Accused of "seduction, desecration and poisoning" by the French colonial authority, he was sentenced to death by a judgment on January 20, 1758 and delivered the same day to the stake.
"Makandal remained among us in the kingdom of this world."
Makandal speaks with Oxosse and Run: "Good grief of my people, I ask you to let me stay in this world, to continue the fight for my people."
The flames begin to rise to his feet; Makandal screams, his ties undone and his body is stretched in the air, so over the multitude observer. As he struggles in the fire, the post which he is attached transfers and Mackandal jumps out of the pyre. Slaves exclaim: "Macandal saved! ". A jailer rushed to kill a sword, but he is prevented. Makandal is then linked on a board and placed back into the flames, this time the burn. Then he disappears. Blacks priests are getting the message: "Makandal remained among us in the kingdom of this world."

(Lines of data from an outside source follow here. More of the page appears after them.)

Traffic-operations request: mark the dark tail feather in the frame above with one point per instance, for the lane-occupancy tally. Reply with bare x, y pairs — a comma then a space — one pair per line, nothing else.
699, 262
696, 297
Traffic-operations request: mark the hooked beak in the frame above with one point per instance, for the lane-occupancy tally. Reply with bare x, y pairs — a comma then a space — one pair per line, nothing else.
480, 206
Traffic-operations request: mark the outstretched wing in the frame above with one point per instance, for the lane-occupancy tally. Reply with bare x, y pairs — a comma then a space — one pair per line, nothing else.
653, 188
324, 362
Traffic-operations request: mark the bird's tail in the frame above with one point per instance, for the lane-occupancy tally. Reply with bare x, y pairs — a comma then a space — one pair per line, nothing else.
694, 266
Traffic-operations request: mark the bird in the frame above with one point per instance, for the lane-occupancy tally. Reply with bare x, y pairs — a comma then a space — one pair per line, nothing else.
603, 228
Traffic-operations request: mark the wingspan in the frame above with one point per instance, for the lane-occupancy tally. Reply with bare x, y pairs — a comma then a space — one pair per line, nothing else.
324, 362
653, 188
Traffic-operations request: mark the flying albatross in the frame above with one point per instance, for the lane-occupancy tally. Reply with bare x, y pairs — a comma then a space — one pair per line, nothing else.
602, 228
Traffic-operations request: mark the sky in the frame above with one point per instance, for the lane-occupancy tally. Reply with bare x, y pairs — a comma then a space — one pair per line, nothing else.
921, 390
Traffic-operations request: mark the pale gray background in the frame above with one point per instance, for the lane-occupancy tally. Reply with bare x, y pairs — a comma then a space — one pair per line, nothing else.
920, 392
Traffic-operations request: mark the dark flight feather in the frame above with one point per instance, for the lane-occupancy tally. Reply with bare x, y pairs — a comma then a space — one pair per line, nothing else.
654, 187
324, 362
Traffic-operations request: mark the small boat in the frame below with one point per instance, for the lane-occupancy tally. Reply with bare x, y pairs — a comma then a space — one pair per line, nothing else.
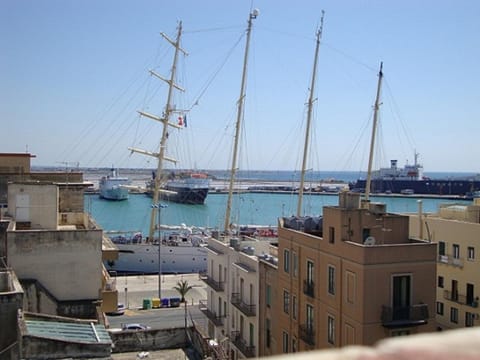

Separatists who claim the "First Black Republic of the continent" in 1789 were inspired by him, and the peasant guerrillas that will stand the North American occupation of the island in 1915. Today, when a popular revolt broke out in slums and coffee plantations, one can hear some voices singing "Here the one-handed walk with his people here walk Mandingo, who remained in this world ... Here Makandal walk..."
Running François Makandal above thirty-three years the Haitian Revolution of 1791, the first successful revolt of Black slaves, a prelude to the establishment on January 1, 1804 of Haiti (former Saint-Domingue) as the first free black republic in the world.
-Kintto Lucas, Rebeliones Indígenas y Negras en América Latina, Ediciones Abya Yala, 1992.